Security and Business Tradeoffs
Evaluates a candidate's ability to balance security goals with business objectives such as product delivery speed, user experience, performance, and cost. Candidates should be able to identify and quantify security risks, perform threat modeling and risk based prioritization, propose practical and layered mitigations, and recommend calculated acceptance of residual risk with clear justification. The topic covers communicating security impact in business terms, estimating security return on investment, influencing and negotiating with stakeholders across product and engineering, and documenting risk decisions and compensating controls.
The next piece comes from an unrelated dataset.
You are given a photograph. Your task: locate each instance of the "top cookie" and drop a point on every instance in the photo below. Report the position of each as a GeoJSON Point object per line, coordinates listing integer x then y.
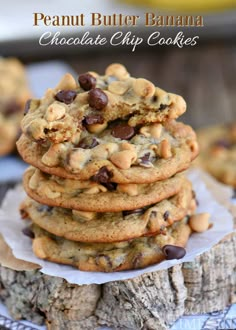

Interviewers will assess pragmatism in making compromises that preserve essential protections while enabling delivery, alignment of security investments with organizational risk tolerance and strategic priorities, and consideration of compliance and operational constraints.
Control Design and Risk Mitigation
Designing, selecting, prioritizing, and justifying controls and mitigation strategies to address identified risks. Covers preventive, detective, corrective, and compensating controls and how to map those controls to threat scenarios and compliance requirements. Includes assessing control effectiveness and residual risk, performing cost benefit and implementation trade off analysis, balancing control effectiveness with operational impact, and proposing prioritized, practical control measures. Requires familiarity with risk response options such as avoidance, mitigation, acceptance, and transfer; common control frameworks and standards; approaches to control testing, assurance, and monitoring; metrics for control performance; and opportunities for automation. Also covers creating implementation and monitoring plans, mapping controls to audit and compliance obligations, tailoring controls to environmental constraints, and communicating control rationale and residual risk to technical and non technical stakeholders.
Industry Specific Requirements
Focuses on tailoring solutions to the constraints and needs of particular industry verticals. Candidates should discuss how requirements differ across sectors such as financial services, healthcare, media, retail, and telecom; address regulatory, privacy, and data residency concerns; propose architectures that meet auditability and encryption needs; describe industry reference patterns and certification considerations; and explain how operational practices such as retention policies, service level agreements, and compliance controls change design and implementation choices.